In light of recent attempts to create a more equitable learning environment, both at the administrative and community levels, students hope that the next principal has the skills needed to continue enacting change. Colon said, “I think having a really high authoritative role, specifically at a school with a lot of high schoolers, you need to make sure that you have the motivation and the drive, and also the charisma to make sure that people are listening to you and are taking in your information. I’d love to see someone with some bubbly energy, somebody who can make change.”

Sliwinksi echoed the community in “looking for someone who, like Mr. Walker, is really invested in the future of Campo, someone who understands what it takes to make Campo tick, and someone who has a heart and a passion for the school like Mr. Walker does.”

With his experience heading Campo’s administration since 2012, Walker is “confident that the next principal will have skills in the areas of collaboration, being able to effectively collaborate with a wide range of stakeholders, including students, including staff, and not just teachers, but counselors, psychologists, classified staff, the office staff, the grounds, the facilities – you have to be able to collaborate with all of those groups. I think that’s a key component of this job if you’re going to do it well.”

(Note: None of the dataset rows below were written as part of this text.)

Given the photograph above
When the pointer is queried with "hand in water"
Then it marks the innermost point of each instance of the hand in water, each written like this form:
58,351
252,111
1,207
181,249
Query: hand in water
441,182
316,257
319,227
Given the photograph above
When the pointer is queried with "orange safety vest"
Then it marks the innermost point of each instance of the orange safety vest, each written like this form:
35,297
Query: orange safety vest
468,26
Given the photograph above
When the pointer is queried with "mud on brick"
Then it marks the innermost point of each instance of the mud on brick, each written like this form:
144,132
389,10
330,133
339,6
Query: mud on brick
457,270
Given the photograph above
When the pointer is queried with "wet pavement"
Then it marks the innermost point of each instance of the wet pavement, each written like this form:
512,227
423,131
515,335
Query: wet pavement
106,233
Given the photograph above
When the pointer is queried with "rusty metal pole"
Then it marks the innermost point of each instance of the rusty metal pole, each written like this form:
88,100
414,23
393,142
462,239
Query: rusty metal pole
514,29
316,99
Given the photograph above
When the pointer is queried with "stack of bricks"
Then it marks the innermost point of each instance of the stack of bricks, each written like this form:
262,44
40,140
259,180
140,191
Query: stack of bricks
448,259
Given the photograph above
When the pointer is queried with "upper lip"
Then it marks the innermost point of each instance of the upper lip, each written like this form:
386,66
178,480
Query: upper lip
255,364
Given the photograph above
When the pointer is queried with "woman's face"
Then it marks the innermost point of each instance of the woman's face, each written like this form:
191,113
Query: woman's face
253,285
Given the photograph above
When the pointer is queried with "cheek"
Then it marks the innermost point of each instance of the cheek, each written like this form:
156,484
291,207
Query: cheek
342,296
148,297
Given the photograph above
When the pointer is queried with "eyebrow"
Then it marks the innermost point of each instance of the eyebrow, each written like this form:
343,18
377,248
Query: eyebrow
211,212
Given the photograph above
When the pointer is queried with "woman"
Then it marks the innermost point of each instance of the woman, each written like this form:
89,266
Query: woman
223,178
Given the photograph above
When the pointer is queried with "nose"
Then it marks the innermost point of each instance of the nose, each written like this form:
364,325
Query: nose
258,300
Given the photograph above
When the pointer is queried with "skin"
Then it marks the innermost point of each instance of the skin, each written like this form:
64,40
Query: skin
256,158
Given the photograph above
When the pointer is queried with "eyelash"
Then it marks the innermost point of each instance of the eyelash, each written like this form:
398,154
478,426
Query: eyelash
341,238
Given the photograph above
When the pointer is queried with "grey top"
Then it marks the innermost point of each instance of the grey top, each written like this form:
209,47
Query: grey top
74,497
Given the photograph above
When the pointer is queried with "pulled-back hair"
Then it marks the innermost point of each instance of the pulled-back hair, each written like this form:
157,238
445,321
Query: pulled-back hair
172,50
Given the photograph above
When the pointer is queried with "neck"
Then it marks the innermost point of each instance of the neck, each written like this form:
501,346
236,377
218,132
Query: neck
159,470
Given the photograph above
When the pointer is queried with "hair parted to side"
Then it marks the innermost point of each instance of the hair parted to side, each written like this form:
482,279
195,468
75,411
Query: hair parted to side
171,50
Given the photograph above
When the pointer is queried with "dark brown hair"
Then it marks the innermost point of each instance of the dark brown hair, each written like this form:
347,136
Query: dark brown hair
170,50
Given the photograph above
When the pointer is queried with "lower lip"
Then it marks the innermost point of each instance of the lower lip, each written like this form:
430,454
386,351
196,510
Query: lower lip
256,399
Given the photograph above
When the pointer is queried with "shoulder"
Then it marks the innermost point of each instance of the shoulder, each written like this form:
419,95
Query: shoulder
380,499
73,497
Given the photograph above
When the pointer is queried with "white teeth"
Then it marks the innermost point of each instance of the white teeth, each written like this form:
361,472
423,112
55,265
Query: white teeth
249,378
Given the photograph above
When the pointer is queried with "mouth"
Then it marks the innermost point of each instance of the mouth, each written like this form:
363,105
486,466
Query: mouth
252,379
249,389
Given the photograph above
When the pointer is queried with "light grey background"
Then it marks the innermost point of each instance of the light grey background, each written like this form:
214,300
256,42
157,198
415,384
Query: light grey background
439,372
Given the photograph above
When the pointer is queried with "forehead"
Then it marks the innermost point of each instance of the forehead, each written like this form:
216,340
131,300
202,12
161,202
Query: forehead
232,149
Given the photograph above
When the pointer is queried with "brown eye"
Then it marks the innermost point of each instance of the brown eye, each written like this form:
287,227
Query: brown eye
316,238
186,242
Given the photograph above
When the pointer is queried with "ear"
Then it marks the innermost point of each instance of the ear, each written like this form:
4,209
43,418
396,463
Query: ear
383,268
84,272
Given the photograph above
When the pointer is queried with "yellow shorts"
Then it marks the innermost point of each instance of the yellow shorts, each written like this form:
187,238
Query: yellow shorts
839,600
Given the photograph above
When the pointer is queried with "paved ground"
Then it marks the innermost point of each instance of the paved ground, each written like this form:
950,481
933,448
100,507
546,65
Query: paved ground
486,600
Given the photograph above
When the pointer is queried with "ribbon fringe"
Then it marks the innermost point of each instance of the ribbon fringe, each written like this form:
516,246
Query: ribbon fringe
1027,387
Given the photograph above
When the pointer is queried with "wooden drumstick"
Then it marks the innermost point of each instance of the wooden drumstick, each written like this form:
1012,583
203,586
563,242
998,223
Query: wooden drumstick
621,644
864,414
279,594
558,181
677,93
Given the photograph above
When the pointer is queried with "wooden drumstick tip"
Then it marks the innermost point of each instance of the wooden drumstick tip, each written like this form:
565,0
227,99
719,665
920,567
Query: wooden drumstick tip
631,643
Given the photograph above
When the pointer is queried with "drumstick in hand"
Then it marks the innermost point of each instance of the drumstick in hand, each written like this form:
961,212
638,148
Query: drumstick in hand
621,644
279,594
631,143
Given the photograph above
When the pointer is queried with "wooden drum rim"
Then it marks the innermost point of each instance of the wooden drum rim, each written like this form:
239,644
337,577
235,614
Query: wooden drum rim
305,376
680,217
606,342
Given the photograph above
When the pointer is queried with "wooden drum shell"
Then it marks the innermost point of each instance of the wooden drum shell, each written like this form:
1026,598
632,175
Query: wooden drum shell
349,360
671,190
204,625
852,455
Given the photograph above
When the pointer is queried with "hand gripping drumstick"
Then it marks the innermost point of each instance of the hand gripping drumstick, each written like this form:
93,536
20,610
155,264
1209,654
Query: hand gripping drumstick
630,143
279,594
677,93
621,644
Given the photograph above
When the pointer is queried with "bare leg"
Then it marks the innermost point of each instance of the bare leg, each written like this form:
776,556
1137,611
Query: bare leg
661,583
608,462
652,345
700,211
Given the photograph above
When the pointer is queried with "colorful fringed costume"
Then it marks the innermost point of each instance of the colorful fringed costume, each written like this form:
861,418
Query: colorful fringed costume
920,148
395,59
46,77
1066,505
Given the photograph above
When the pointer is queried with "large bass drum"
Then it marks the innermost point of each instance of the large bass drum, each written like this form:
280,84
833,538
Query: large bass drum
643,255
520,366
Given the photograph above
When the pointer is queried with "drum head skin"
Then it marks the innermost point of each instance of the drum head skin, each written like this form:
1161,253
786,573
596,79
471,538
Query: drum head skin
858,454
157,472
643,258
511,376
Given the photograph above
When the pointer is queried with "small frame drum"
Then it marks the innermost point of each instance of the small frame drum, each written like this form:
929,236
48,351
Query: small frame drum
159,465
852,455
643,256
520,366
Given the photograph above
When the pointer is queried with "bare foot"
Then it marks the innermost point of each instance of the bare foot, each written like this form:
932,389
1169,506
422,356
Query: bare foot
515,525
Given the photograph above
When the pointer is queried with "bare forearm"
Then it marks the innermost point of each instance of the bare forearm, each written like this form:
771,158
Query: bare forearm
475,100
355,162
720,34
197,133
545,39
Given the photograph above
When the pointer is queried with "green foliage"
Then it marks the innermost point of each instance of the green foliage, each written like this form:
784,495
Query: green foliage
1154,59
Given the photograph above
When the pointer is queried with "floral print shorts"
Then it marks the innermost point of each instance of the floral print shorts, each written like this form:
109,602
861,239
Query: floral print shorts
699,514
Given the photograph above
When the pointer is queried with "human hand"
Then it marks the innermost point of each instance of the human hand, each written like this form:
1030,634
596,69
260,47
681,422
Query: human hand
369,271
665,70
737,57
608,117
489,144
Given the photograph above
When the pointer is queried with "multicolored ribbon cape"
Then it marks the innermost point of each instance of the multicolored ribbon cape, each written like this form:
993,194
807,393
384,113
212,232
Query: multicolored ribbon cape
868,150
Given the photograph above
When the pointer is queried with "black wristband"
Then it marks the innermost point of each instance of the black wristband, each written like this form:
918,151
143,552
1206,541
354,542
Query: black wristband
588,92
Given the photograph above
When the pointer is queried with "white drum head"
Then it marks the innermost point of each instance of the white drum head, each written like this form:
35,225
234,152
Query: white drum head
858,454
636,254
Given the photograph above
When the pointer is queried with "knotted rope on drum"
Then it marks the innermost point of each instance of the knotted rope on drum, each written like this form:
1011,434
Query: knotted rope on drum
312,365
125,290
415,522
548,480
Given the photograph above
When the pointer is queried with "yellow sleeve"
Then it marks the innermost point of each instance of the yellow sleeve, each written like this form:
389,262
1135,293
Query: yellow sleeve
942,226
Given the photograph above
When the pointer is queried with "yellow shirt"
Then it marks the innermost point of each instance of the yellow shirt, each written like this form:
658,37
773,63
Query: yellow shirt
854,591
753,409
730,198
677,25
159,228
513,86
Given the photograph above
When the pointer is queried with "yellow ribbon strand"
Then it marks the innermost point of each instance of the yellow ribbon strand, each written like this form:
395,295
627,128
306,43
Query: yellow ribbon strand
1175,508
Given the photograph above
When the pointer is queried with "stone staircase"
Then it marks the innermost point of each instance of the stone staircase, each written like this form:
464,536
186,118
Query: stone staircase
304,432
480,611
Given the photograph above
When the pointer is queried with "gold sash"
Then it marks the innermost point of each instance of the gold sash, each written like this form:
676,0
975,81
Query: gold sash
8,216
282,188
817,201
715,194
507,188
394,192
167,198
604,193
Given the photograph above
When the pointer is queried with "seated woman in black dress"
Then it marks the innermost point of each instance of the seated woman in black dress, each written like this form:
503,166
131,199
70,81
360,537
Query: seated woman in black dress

Although there is no definitive timeline as to when Campo’s next principal will be hired and introduced to the community, Walker plans to help guide the new hire in a “successful transition.” In helping to ease the shift, he hopes to discuss the school’s successes, along with areas of growth needing to be addressed by the next principal.

In his remaining time as Campolindo’s principal, Walker noted that his areas of focus are the “class of 2022, making sure they have a successful launch. And then a successful transition for the [incoming] class of 2026.”

Colon added, “We’re trying to make sure that Mr. Walker is involved with our principal initiative, making sure that [he], Ms. Knight, and Ms. Southern are more approachable on campus to talk to. And that’s just something that I would really like to see through May.”

As the district embarks on this transitional process, Walker concluded, “Campolindo is an amazing school community. And it’s been my privilege to work here since 2012. I know we’re going to find an excellent new principal.”

Sliwinksi added, “I will miss him alot because he has done an excellent job at Campo and he’s a big part of why Campo is so great… He’s the head of Campo, and if we didn’t have a great leader like him, then Campo wouldn’t be as amazing as it is. So we’ve got to give credit where credit is due.”